Both Finley and Sabin are convinced that they are not worthy of being loved, for reasons that make perfect sense in their respective societies but totally collapse when they meet each other.

It’s easy to understand why Finley has little belief that any man could actually want her. Unfortunately, not just for her but for all of us. Beauty standards for women seem to get narrower all the time, and Finley isn’t petite and willowy and is never going to be. She’s tall and strong and beautifully proportioned for the body that she has. It’s just not the kind of body that is considered to be beautiful

In addition, Finley has the personality of a velociraptor. (Not quite, but close.) The character she seriously reminds me of is Rodney McKay from Stargate: Atlantis. They’re both certified geniuses in multiple fields, neither of them works well with others, they suffer fools not at all, they make their minions cry on a regular basis and they are arrogant and abrasive to the max because they both know that they are the only person who can possibly save the day. Because they have before and will again.

The thing is, all of those characteristics are considered what a genius is due when they are in a male package, but get criticized and beaten down at every turn when a female displays the exact same behavior.

And Finley isn’t willing to be anyone’s pity fuck, no matter how much she’d like Sabin to do her in pretty much every way possible.

Sabin’s problem is a bit different. He’s as handsome – and arrogant and sometimes overbearing – as any of his brethren, but he holds a secret that makes him afraid of any emotional involvement.

His physiological responses to stimuli, to pain and especially pleasure, are too sensitive – and even more so when enhanced by the symbiont that is part of all of the Eon Warriors. It means that Sabin has the equivalent of an addictive personality – just ramped up to the max. He can get lost in any kind of pleasure, whether that’s delicious food, intoxicating drink or drugs, or sex and the endorphins that come from love.

His father became an addict to those sensations, and Sabin is afraid that he’ll go down the same path if he lets himself get involved with Finley.

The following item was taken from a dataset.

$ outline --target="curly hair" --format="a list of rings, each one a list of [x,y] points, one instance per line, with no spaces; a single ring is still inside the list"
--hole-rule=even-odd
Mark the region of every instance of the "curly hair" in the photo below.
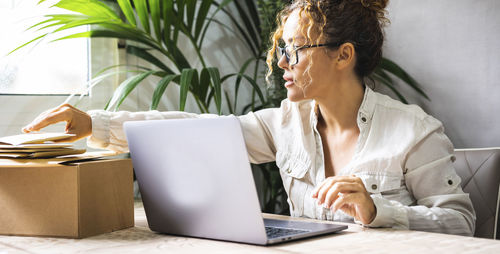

They are afraid of each other, afraid for each other, and deathly – and correctly – afraid that if they can’t keep their shit together their distraction is going to get a whole lot of people killed. And that even if they succeed in powering up the weapon their careers are going to wrench them apart.

But Finley’s job is to save at least this day for Earth. Even if she has no hope that tomorrow will take care of itself. That Sabin and Finley find a way to each other past their fears makes the romance of this entry in the series every bit as pulse-pounding as the impending Kantos invasion. But a whole lot more fun!